Melissa reviews The Thousandth Floor by Katharine McGee, Harper Publications, 2016. 

In the year 2119, where technology has all but become the driving force in New York society, one building stands in a class of its own. This thousand-floor building, known only as “The Tower”, serves as a glittering monument of man’s advancements. Even in this world, where anything you could ever want can be obtained by merely blinking, there are five teenagers hailing from different backgrounds, living on different floors have one thing in common: they want to accomplish their goals, by any means necessary.

Starting from the bottom (or downTower), Rylin Myers is just another high-school dropout looking out for her younger sister, working a dead-end job just to make ends meet. When she is offered a new job as a cleaner in an upper-class apartment, she ends up caught between this unfamiliar, fancier lifestyle and her current, familiar one.

Moving up (to the midTower), Watzahn “Watt” Bakradi is the tech genius son of Iranian immigrants, who knows a lot more than he lets on. It’s this ability of his that gets him recruited by an upper-class girl to spy on someone she likes–which in turn, gets Watt into a sticky situation.

Living further up are Leda Cole and Eris Dodd-Radson, whose situations resemble your average soap opera episode. Aside from Leda’s past drug use and unrequited love, and Eris’s life coming apart by a shocking family secret, they also have something else in common with each other—or perhaps, someone.

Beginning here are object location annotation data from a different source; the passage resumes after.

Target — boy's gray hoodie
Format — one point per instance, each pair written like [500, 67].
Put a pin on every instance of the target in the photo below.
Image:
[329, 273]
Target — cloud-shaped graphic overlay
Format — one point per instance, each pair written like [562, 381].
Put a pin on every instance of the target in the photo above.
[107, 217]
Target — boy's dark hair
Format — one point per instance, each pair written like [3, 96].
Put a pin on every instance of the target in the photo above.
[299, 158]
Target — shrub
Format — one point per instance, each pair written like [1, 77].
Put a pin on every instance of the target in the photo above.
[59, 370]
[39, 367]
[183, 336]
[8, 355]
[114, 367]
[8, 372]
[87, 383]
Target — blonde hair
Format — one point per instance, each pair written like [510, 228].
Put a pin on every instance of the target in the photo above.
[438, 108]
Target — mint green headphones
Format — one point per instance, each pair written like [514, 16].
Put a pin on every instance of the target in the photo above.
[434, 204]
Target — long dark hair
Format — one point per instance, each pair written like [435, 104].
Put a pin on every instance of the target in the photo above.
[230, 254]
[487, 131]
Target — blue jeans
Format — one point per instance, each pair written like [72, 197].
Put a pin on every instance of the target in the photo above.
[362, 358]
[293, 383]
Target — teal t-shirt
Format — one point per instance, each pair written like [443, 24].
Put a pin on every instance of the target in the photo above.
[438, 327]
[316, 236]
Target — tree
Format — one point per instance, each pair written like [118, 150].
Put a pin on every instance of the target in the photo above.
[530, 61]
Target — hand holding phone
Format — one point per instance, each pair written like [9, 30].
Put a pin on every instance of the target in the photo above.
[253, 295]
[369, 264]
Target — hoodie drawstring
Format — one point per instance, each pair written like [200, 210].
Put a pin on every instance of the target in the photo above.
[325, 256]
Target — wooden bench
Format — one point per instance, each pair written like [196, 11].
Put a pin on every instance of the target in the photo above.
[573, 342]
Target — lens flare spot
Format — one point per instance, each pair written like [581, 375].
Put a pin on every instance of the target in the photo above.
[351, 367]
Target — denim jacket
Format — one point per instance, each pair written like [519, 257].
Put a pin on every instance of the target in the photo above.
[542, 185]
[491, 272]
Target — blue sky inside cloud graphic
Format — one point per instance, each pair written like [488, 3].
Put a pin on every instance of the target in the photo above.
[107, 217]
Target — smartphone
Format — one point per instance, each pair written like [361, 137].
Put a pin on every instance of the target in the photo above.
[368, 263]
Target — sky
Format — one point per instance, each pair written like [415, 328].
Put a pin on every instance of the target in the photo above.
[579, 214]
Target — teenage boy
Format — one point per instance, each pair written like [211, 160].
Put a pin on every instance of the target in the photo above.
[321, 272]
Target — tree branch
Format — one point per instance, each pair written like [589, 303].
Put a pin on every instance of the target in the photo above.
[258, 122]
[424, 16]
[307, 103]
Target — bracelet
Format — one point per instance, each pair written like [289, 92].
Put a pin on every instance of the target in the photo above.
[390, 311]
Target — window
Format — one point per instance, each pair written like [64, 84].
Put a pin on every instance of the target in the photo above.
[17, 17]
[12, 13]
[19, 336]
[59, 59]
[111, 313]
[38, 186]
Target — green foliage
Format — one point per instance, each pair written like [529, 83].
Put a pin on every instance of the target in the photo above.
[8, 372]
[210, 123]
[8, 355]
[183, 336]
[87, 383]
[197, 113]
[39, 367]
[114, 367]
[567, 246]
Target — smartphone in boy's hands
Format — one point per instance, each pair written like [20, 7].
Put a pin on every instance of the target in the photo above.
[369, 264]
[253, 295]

And at the very top of the Tower lives Avery Fuller, the girl “genetically designed to be perfect.” She’s surrounded by everything she could ever want and adored by friends, family, and strangers because of her beauty—which she’s come to view as a major hindrance. It doesn’t help that she’s constantly surrounded by the one thing that she really wants, but can’t have.

I was worried that this review would get too long and bore most people, but I really didn’t want to leave out any important details about this book’s universe and the characters that inhabit it. The five protagonists are diverse in race, class, and personality, but I really enjoy the fact that they are still teenagers who just want to figure out who they are as people, and I definitely appreciate their unwillingness to not become complacent in this futuristic world.

The cover art and the glittery inside of the book are an added bonus to the aesthetic.